7. Rizal continued his medical studies in Paris and Heidelberg; in 1887 he wrote his first
novel, Noli me tangere (“Touch Me Not”), a passionate exposure of the evils of the friars rule,
comparable in its impact to Harriet Beecher Stowe’s exposure of Negro suppression in the
United States, Uncle Tom’s Cabin. A sequel, El Filibusterismo (1891, “Filibusterism”)
established his reputation as the leading spokesman of the Philippine reform
movement. In1890 he wrote an edition of Antonio Morgas’ Succesos de las Islas Filipinas,
which showed that the native people of the Philippines had a long history before the coming
of the Spaniards.

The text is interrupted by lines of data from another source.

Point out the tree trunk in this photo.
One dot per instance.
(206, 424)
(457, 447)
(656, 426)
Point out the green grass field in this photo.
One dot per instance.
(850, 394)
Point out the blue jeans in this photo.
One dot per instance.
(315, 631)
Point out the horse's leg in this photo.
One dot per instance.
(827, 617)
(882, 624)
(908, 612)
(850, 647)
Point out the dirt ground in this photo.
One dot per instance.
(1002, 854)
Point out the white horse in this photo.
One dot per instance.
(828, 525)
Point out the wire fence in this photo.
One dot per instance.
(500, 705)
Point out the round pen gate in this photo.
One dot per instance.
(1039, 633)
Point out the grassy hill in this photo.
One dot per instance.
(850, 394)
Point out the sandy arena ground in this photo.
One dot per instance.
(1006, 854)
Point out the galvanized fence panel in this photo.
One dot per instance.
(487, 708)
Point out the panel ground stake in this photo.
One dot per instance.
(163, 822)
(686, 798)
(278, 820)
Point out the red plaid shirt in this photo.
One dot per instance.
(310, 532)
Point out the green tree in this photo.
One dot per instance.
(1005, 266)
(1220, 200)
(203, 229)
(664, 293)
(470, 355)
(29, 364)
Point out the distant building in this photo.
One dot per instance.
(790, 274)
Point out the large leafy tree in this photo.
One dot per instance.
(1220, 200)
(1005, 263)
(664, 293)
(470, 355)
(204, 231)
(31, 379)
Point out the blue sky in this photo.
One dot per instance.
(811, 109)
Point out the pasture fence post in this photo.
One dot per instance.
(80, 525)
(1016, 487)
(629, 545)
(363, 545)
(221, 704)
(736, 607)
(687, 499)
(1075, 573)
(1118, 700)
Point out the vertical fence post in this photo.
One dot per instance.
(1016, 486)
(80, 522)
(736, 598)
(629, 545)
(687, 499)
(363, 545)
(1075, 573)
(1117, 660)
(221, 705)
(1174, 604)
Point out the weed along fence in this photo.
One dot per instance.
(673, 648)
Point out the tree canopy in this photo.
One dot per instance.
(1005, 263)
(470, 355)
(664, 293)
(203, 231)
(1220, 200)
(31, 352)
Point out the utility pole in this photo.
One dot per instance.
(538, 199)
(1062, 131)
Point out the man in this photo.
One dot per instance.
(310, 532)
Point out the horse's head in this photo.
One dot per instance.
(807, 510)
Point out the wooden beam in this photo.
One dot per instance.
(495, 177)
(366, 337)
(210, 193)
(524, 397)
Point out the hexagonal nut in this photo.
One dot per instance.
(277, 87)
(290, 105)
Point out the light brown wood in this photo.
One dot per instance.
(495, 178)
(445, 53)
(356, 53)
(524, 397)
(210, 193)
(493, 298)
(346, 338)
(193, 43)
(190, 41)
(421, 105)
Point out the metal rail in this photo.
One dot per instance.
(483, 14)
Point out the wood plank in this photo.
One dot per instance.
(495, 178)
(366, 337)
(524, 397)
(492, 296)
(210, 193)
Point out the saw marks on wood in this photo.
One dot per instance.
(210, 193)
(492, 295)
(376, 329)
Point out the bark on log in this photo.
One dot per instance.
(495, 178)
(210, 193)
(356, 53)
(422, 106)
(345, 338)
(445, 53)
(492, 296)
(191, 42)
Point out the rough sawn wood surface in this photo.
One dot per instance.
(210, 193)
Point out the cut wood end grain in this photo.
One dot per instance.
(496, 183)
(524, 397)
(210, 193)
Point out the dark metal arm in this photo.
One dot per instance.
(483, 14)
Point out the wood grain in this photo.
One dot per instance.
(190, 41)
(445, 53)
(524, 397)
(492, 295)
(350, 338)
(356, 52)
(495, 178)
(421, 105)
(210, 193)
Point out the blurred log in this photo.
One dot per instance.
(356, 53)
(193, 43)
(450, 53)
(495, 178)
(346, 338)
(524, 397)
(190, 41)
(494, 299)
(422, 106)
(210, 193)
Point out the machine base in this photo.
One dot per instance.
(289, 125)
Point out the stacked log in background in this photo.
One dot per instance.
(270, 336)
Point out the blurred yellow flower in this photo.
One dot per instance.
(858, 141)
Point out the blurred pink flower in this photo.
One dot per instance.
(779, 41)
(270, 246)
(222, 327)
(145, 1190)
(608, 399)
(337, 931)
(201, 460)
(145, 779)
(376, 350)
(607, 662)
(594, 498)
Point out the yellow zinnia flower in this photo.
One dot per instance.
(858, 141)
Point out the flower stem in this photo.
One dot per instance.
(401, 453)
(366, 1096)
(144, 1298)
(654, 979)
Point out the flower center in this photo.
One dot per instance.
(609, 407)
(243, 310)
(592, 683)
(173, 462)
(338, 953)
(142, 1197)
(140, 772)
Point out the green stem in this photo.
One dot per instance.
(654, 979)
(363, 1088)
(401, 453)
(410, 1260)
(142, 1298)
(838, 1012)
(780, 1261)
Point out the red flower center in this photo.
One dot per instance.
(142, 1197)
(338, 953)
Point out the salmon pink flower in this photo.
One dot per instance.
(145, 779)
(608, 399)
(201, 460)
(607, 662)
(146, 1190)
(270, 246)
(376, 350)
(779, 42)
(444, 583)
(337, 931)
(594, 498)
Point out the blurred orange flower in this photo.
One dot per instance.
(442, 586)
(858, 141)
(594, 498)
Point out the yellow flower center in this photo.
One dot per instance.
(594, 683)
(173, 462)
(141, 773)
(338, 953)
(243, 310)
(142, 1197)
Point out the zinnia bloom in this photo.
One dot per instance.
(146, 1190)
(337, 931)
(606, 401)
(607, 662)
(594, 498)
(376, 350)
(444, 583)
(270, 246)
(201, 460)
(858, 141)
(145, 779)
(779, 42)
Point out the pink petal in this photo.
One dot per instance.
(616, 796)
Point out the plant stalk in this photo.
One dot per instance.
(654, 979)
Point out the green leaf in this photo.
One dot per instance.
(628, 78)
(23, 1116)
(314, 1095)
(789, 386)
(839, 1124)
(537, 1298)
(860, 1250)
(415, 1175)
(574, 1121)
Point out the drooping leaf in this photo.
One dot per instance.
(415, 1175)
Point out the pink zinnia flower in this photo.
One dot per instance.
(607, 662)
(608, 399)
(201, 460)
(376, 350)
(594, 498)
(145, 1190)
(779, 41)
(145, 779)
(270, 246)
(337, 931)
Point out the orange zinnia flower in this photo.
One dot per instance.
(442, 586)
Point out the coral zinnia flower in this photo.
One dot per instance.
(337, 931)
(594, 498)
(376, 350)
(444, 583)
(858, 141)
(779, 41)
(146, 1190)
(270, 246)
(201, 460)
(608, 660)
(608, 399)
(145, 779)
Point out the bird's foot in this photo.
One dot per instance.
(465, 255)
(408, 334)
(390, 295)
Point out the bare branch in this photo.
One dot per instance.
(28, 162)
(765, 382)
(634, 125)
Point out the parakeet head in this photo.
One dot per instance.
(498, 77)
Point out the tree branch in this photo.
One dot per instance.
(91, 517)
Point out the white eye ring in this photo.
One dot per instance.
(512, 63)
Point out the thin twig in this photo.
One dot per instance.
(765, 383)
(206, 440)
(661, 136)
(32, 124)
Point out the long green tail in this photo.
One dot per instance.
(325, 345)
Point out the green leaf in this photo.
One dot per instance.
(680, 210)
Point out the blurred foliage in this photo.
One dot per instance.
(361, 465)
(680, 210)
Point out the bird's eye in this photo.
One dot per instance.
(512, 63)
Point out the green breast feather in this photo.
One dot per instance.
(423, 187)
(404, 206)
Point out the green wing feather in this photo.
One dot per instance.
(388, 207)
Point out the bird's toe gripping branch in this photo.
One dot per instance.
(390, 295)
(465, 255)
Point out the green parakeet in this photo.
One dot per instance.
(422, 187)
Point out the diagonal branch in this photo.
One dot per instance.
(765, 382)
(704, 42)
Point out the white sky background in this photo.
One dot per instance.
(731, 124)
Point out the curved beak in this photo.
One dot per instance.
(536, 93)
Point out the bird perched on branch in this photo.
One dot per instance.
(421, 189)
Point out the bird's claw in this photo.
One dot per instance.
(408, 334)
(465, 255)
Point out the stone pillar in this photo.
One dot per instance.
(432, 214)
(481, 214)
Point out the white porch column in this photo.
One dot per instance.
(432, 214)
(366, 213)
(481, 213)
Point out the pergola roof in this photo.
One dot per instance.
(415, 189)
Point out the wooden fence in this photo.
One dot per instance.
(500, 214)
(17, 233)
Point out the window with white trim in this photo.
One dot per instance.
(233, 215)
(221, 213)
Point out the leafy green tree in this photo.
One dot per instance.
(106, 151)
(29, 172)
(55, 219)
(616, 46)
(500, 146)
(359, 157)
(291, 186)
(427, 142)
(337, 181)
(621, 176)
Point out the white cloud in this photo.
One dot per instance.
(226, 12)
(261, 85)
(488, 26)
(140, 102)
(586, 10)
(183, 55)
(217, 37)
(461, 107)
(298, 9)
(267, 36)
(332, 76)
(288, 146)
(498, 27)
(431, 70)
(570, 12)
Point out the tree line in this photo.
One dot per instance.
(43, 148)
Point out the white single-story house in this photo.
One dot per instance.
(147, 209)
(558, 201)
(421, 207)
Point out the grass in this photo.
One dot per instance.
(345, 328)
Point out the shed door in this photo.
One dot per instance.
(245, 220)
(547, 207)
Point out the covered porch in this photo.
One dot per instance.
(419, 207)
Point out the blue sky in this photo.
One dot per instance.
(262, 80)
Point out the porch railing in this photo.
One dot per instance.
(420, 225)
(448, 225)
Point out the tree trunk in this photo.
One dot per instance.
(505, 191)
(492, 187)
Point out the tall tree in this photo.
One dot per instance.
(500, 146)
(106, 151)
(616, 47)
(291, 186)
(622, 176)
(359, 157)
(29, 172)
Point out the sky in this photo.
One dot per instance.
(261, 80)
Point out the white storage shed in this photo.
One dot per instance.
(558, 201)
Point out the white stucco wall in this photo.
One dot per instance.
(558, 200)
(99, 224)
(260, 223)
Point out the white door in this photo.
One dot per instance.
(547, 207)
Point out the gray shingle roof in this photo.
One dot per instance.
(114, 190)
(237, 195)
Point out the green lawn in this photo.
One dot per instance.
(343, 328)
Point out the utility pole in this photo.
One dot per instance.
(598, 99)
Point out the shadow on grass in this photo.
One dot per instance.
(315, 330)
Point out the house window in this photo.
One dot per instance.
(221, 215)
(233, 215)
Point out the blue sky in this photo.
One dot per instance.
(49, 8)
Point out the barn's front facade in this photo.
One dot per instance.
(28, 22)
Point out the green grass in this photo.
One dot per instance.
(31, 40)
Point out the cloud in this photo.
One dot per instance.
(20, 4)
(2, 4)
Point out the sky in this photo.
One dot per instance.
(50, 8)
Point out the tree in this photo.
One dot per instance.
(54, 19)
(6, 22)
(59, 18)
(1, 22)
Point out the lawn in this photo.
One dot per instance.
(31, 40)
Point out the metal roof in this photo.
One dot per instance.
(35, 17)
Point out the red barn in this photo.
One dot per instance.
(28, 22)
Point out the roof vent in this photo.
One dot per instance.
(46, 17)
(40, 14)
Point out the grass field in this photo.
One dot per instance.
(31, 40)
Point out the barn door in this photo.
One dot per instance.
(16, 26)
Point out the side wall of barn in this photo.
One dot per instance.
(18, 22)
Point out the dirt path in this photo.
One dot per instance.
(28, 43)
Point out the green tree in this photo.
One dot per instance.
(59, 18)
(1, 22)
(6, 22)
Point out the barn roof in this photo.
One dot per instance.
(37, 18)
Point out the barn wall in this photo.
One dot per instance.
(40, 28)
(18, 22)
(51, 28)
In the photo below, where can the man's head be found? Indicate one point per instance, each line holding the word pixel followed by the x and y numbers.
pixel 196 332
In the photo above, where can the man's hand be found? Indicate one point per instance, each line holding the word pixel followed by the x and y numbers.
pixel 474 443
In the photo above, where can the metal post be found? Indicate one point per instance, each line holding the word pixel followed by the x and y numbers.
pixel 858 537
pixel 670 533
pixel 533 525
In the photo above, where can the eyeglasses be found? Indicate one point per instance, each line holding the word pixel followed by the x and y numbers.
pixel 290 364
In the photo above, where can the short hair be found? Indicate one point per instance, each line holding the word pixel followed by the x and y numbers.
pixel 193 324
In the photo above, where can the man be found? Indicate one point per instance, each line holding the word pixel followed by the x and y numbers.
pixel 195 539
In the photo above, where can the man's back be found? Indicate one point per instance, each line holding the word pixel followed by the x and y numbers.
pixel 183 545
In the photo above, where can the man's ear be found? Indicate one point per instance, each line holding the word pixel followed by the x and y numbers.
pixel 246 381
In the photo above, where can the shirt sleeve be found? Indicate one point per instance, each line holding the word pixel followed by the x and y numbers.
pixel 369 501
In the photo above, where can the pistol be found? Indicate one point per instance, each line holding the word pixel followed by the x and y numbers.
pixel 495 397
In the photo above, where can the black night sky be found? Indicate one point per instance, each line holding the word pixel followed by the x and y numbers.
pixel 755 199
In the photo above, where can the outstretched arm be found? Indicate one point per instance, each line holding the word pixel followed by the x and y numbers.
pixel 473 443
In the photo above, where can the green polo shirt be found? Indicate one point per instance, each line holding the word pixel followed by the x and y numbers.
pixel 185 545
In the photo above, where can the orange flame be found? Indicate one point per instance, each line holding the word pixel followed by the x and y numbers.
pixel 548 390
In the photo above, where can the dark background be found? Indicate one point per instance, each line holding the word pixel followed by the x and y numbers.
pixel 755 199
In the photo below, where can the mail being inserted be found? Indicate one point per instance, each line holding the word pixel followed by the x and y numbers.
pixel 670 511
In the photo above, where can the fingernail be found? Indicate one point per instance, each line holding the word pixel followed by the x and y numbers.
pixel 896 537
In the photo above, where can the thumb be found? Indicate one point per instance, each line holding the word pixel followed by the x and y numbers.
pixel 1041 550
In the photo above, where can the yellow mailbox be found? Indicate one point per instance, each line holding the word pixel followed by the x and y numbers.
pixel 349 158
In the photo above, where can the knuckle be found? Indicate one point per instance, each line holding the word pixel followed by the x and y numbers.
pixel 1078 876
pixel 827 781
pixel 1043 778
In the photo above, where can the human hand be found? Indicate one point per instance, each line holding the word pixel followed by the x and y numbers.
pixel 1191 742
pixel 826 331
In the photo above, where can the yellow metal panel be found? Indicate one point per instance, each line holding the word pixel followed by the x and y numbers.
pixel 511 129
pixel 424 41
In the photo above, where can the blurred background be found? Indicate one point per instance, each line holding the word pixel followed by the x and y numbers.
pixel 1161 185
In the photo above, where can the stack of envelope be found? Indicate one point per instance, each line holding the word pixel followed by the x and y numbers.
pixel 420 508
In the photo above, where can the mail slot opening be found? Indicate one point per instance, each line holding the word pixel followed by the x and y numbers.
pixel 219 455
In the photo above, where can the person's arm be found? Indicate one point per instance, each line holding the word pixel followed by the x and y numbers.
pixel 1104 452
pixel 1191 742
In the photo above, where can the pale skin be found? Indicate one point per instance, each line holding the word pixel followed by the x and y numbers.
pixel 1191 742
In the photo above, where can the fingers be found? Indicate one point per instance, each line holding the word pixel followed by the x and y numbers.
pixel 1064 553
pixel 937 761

He became the leader of the Propaganda Movement, contributing
numerous articles to its newspaper, La Solidaridad, published in Barcelona. Rizal’s political
program, as expressed in the columns of the newspaper, included integration of the
Philippines as a province of Spain, representation in the Cortes (the Spanish parliament), the
replacement of the Spanish friars by native Philippine priests, freedom of assembly and
expression, and equality of Filipinos and Spaniards before the law.
Against the advice of his parents and friends, Rizal returned to the Philippines in 1892. When
he founded a nonviolent reform society, the Liga Filipina, in Manila, the Spanish arrested and
deported him to Dapitan in northwest Mindanao. He remained in exile for four years, doing
scientific research and founding a school and hospital. In 1896, however, an insurrection led
by the nationalist secret society, the Katipunan, broke out; although he had no connections
with that organization or any part in the revolt, he was arrested and tried for sedition by the
military. Found guilty, he was publicly executed by a firing squad in Manila. His martyrdom
convinced Filipinos from Spain. On the eve of his execution, while confined in Ft. Santiago,
Rizal wrote Ultimo Adios (“The Last Farewell”), a masterpiece of 19th-century Spanish verse.